Comey’s lawyers have now cited the very same Alito OLC opinion. According to the filing (citations removed):

It was not until 1986 that Congress for the first time gave the Attorney General a role in appointing interim U.S. Attorneys, adopting a version of the statute that mirrors the language as it exists today.

Just three days after Congress enacted the 1986 law, the Office of Legal Counsel (OLC) within the DOJ issued a memorandum, authored by then-Deputy Assistant Attorney General Samuel Alito, interpreting the provision in precisely the same manner as Mr. Comey here. Specifically, OLC concluded that while a “vacancy exists when the 120-day period expires under the amended section 546 and the President has either not made an appointment or the appointment has not been confirmed,” “it does not follow that the Attorney General may make another appointment pursuant to 28 U.S.C. 546(a) after the expiration of the 120-day period.” OLC reasoned that “[t]he statutory plan discloses a Congressional purpose that after the expiration of the 120-day period further interim appointments are to be made by the court rather than by the Attorney General.” That “contemporaneous[]” Executive Branch interpretation provides persuasive evidence of statutory meaning.

For Comey and his legal team, Alito’s words amount to the executive branch’s “longstanding interpretation dating back to the original enactment of the provision at issue,” meaning Halligan’s appointment runs “directly contrary to the statutory text, structure, history, and purpose” of the law.

“By purporting to appoint Ms.

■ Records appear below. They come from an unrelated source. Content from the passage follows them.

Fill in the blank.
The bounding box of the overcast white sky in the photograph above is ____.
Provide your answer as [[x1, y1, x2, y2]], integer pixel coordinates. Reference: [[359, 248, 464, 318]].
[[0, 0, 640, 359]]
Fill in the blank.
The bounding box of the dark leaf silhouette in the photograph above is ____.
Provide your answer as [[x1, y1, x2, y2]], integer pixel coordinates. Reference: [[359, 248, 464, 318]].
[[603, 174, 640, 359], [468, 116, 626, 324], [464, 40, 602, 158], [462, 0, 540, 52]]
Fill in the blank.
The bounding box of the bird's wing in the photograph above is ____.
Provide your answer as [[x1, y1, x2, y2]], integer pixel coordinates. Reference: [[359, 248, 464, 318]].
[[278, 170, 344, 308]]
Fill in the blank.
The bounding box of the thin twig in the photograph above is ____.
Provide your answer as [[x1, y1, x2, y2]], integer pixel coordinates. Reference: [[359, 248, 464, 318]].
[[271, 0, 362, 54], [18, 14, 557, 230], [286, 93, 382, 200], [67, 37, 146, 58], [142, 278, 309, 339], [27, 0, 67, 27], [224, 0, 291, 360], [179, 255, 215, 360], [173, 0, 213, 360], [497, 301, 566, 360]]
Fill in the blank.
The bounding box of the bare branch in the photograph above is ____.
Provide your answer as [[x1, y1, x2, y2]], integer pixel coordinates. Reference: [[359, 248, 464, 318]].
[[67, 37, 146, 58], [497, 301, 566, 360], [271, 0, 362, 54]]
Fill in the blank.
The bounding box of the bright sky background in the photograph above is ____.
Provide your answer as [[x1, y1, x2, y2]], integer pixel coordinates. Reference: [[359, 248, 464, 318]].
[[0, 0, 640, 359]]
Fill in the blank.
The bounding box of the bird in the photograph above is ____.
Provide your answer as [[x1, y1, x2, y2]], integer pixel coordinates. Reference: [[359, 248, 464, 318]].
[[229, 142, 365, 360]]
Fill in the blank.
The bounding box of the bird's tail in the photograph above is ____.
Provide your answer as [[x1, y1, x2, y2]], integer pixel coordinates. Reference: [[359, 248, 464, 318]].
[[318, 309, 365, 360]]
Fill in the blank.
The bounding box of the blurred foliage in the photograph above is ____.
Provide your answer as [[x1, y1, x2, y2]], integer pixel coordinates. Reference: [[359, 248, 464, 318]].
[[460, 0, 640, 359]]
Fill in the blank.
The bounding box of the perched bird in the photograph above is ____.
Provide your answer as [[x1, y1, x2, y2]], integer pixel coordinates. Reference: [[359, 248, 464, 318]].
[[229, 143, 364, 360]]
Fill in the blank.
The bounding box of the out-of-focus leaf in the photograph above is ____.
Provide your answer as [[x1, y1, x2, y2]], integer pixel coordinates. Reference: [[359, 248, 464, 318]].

Halligan under Section 546, the President and Attorney General have disregarded that considered judgment and sought to reinstate a regime that Congress expressly repudiated,” the filing said, noting that Halligan was the only known prosecutor to present the case to a grand jury and sign the indictment mere days before the statute of limitations expired.

More Law&Crime coverage: James Comey approvingly cites Justice Thomas, Judge Cannon to throw out ‘fatally flawed’ indictment for the rest of time

Beyond questions of whether the former Trump defense attorney with no prosecutorial experience was lawfully appointed, the circumstances surrounding Halligan’s installation already raised questions about her qualifications for the role. A story from Lawfare’s Anna Bower, which went viral Monday, took that scrutiny a step further.

It was revealed that the Eastern District of Virginia’s rookie interim U.S. attorney, who minored in broadcast journalism, reached out to the journalist via Signal, unsolicited, to reproach her about her reporting on the Letitia James case — while evidently operating under the assumption that the exchange Bower did not initiate was off the record.